Question

I'll demonstrate in python because it is easy to read....

    def loop(N,x,y):
        if N < n:                         #condition is defined elsewhere
            side = 1.0 / (2.0**(n+1))
            addTriangle(picture,x,y,side)
            loop(N+1, x - .25*side, y - math.sqrt(.75)/2*side)
            loop(N+1, x + .75*side, y - math.sqrt(.75)/2*side)
            loop(N+1, x + .25*side, y + (side/4.0)*math.sqrt(3))
    loop(0, .25, math.sqrt(.75)/2)

I need to rewrite this function to avoid using recursion. However, it has this sort of branching property that makes it a little tricky. How can I structure my function to not use recursion?
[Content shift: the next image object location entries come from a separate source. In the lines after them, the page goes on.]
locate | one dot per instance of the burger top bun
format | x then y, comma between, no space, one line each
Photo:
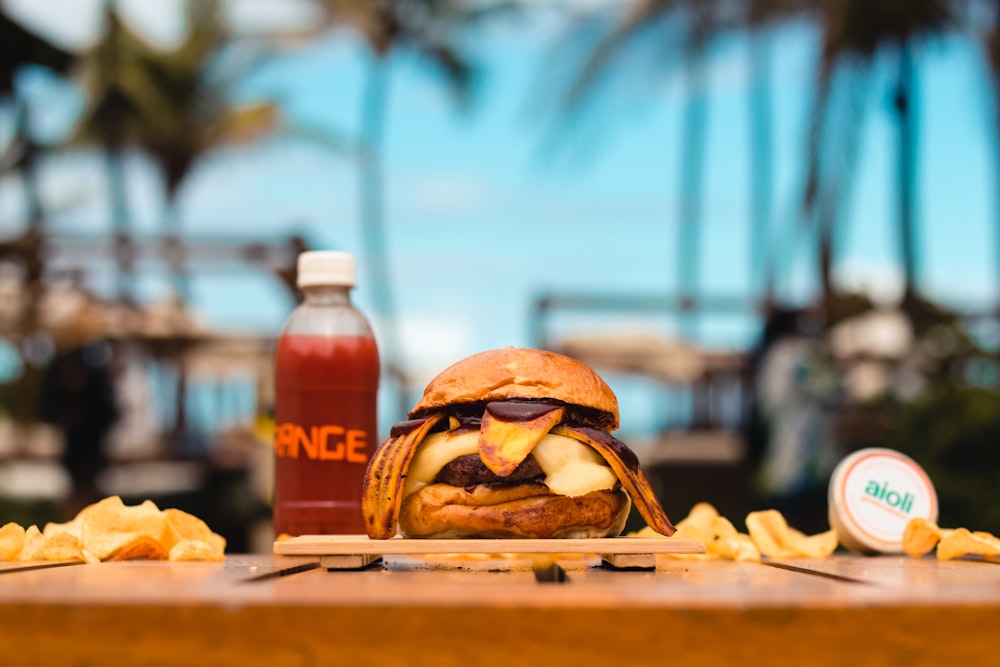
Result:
512,372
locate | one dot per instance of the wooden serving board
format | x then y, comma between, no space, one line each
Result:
354,551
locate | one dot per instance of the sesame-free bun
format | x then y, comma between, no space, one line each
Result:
525,510
523,373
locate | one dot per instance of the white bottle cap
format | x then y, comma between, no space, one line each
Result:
325,267
873,495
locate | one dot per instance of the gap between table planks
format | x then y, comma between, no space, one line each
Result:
355,551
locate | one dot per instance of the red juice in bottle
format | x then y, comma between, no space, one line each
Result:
326,384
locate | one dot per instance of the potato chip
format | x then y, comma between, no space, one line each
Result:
769,535
60,546
138,546
769,531
11,541
33,539
730,543
920,537
698,523
110,526
195,550
961,542
774,538
819,545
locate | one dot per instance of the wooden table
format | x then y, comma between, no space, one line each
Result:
264,610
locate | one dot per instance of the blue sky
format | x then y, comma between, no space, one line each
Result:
480,223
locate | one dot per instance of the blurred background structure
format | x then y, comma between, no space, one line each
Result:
772,225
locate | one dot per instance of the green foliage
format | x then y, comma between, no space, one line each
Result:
953,431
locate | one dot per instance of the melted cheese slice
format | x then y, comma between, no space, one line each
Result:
571,468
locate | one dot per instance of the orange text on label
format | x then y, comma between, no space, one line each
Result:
323,443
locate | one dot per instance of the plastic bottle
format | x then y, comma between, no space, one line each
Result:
326,382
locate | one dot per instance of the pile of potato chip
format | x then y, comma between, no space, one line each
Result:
768,534
111,530
922,536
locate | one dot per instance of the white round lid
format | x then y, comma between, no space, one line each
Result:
325,267
873,495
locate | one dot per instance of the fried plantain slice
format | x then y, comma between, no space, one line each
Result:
625,464
381,491
505,443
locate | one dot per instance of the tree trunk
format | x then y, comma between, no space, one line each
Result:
906,169
373,112
761,167
691,185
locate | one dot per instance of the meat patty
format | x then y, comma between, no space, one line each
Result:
469,470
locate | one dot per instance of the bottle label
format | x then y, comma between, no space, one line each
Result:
322,443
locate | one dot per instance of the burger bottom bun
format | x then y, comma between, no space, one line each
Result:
522,510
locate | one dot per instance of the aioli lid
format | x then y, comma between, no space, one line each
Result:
325,267
873,494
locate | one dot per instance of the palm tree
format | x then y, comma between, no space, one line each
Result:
670,31
183,113
991,44
856,33
169,104
110,121
760,18
22,47
427,28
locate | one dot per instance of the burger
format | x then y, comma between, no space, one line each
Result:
512,442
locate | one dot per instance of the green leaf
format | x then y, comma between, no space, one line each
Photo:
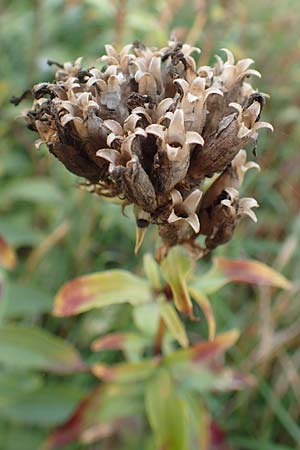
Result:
166,412
48,406
98,415
146,318
13,386
101,289
125,372
33,348
151,269
175,269
249,271
205,305
25,300
173,323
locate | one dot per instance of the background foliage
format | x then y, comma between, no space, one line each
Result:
60,232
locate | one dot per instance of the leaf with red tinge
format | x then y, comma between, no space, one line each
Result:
33,348
102,413
8,257
101,289
85,416
249,271
112,341
175,269
205,350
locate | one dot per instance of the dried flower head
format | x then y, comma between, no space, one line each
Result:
152,127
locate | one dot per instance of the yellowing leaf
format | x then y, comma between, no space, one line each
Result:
204,351
167,412
151,269
175,269
101,289
173,323
33,348
205,305
125,372
249,271
8,257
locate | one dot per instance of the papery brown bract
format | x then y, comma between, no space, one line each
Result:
151,123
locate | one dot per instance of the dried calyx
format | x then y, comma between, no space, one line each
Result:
152,127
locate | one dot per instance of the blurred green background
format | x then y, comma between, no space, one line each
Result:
60,231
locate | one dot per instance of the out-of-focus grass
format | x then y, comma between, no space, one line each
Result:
60,231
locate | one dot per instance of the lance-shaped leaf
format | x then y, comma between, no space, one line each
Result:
166,412
175,269
204,351
33,348
100,414
7,255
173,323
101,289
249,271
200,368
125,372
133,345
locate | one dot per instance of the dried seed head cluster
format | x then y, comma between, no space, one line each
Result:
153,128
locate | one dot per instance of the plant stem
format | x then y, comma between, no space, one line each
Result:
157,350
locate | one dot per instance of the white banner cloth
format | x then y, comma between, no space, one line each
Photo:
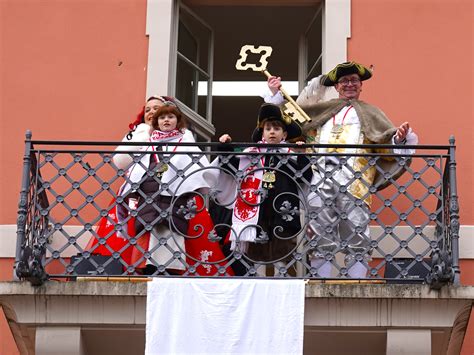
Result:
224,316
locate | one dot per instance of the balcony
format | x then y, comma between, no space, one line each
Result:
69,230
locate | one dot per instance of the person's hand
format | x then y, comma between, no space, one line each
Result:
274,84
299,150
225,138
402,132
If you can provide me the basic structure of while/for loops I'm sure I can figure out the rest. Thanks.

No correct solution

OTHER TIPS

Create an arguments stack which will keep track of the calls you want to make, but haven't made yet. Everywhere you ordinarily call loop, instead push onto the stack. Once arguments is empty, you can return.

def loop(N, x, y):
    arguments = [(N, x, y)]
    while arguments:
        N, x, y = arguments.pop()
        if N < n:
            side = 1.0 / (2.0**(n+1))
            addTriangle(picture,x,y,side)
            arguments.append((N+1, x + .25*side, y + (side/4.0)*math.sqrt(3)))
            arguments.append((N+1, x + .75*side, y - math.sqrt(.75)/2*side))
            arguments.append((N+1, x - .25*side, y - math.sqrt(.75)/2*side))

I reversed the order of the last three statements, to preserve the order they were evaluated in in the original recursive method. This is necessary because the last thing appended will be the first thing popped.